Je me suis efforcé de vous suivre dans un esprit de filiation, avec
tous les faux pas que cela implique. Veuillez accepter la moisson
et reconnaître les fleurs dans ce que vous pourriez regarder comme
de mauvaises herbes. Ainsi puis-je exprimer ma gratitude envers un
maître à qui je dois une orientation qui a infléchi de façon décisive
mon chemin depuis quarante ans. Ma dette à son égard est indiscutable,
et j'ai pu le vérifier tout récemment.
Pour préparer mon intervention lors de cette séance, je souhaitais
relire une vingtaine de vos ouvrages que je n'avais pas sous la
main. Mon élève et ami José Maria Sbert a puisé dans sa bibliothèque
pour me procurer cette moitié de votre oeuvre - des volumes qu'il
avait abondamment annotés, sans craindre d'en souligner des paragraphes
entiers. Ayant passé mes soirées avec ce trésor, j'ai été confondu
par la nouveauté et la vivacité avec lesquelles, au long des années,
vous ne cessez de reprendre vos intuitions fondamentales des premiers
temps en les clarifiant toujours davantage. Votre ténacité, votre
humilité et votre magnanimité devant la critique font de vous un
modèle qu'il faut saluer. La présente réunion académique à Bordeaux
nous fournit une possibilité unique de reconnaître l'unité de votre
pensée. Les uns vous ont lu comme un grand interprète de la Bible,
les autres, comme un philosophe de la technologie. Mais peu ont
vu en vous l'homme qui provoque simultanément la réflexion du philosophe
et celle du croyant. Du philosophe de la technologie, vous attendez
qu'il étudie un phénomène patent, observable, en ayant conscience
que celui-ci est trop terrible pour être saisi par la seule raison.

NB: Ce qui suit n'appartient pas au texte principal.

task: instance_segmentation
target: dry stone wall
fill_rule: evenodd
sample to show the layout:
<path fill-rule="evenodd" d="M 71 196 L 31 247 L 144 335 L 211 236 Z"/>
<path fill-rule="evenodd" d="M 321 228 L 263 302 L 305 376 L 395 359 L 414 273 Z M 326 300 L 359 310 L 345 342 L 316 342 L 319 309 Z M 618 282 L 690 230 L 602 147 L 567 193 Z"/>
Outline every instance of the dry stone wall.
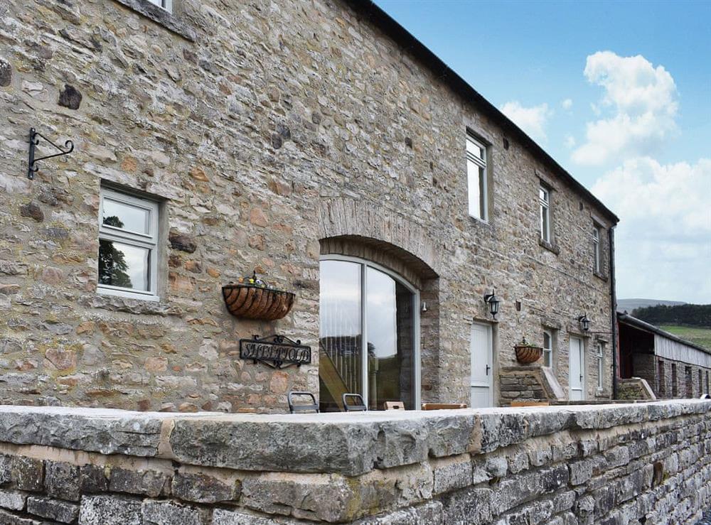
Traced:
<path fill-rule="evenodd" d="M 423 279 L 423 399 L 469 402 L 469 323 L 491 321 L 493 287 L 495 367 L 545 326 L 564 389 L 570 335 L 597 369 L 611 312 L 590 235 L 611 223 L 550 164 L 346 2 L 173 4 L 0 2 L 0 401 L 283 412 L 288 390 L 318 392 L 318 352 L 275 371 L 237 359 L 238 340 L 315 349 L 319 242 L 363 232 Z M 32 180 L 31 126 L 75 144 Z M 467 214 L 467 128 L 491 144 L 488 223 Z M 102 184 L 161 202 L 159 302 L 97 293 Z M 255 269 L 296 293 L 285 318 L 226 311 L 220 286 Z"/>
<path fill-rule="evenodd" d="M 711 504 L 710 414 L 702 400 L 294 416 L 3 406 L 0 523 L 693 524 Z"/>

Et vous amenez le croyant à approfondir sa foi biblique et son espérance
eschatologique face à "deux questions profondément troublantes",
revêtant toutes deux un caractère d'"extrême étrangeté historique":
- La première, c'est l'impossibilité de comparer la technique moderne
et ses terrifiantes conséquences avec la culture matérielle d'une
autre société, quelle qu'elle soit. - La seconde, c'est la nécessité
de voir que cette "extravagance historique" est l'aboutissement
d'une subversion de l'évangile par sa mutation en cette idéologie
fondamentale appelée christianisme. Votre oeuvre, de vos premiers
essais sur l'histoire des institutions et de la propagande jusqu'aux
ouvrages d'exégèse si poétiques qui la couronnent, m'a convaincu
de ceci: le caractère unique de l'âge dans lequel nous vivons ne
peut être saisi rationnellement si l'on ne comprend pas qu'il est
le résultat d'une corruptio optimi quae est pessima. C'est
pourquoi le régime de la technique, sous lequel le paysan mexicain
vit tout comme moi, soulève trois questions profondément troublantes:
"Ce régime a donné naissance à une société, à une civilisation,
à une culture en tout, mais vraiment en tout, inverses de ce que
nous lisons dans la Bible, de ce qui est le texte indiscutable à
la fois de la Torah, des prophètes de Jésus et de Paul".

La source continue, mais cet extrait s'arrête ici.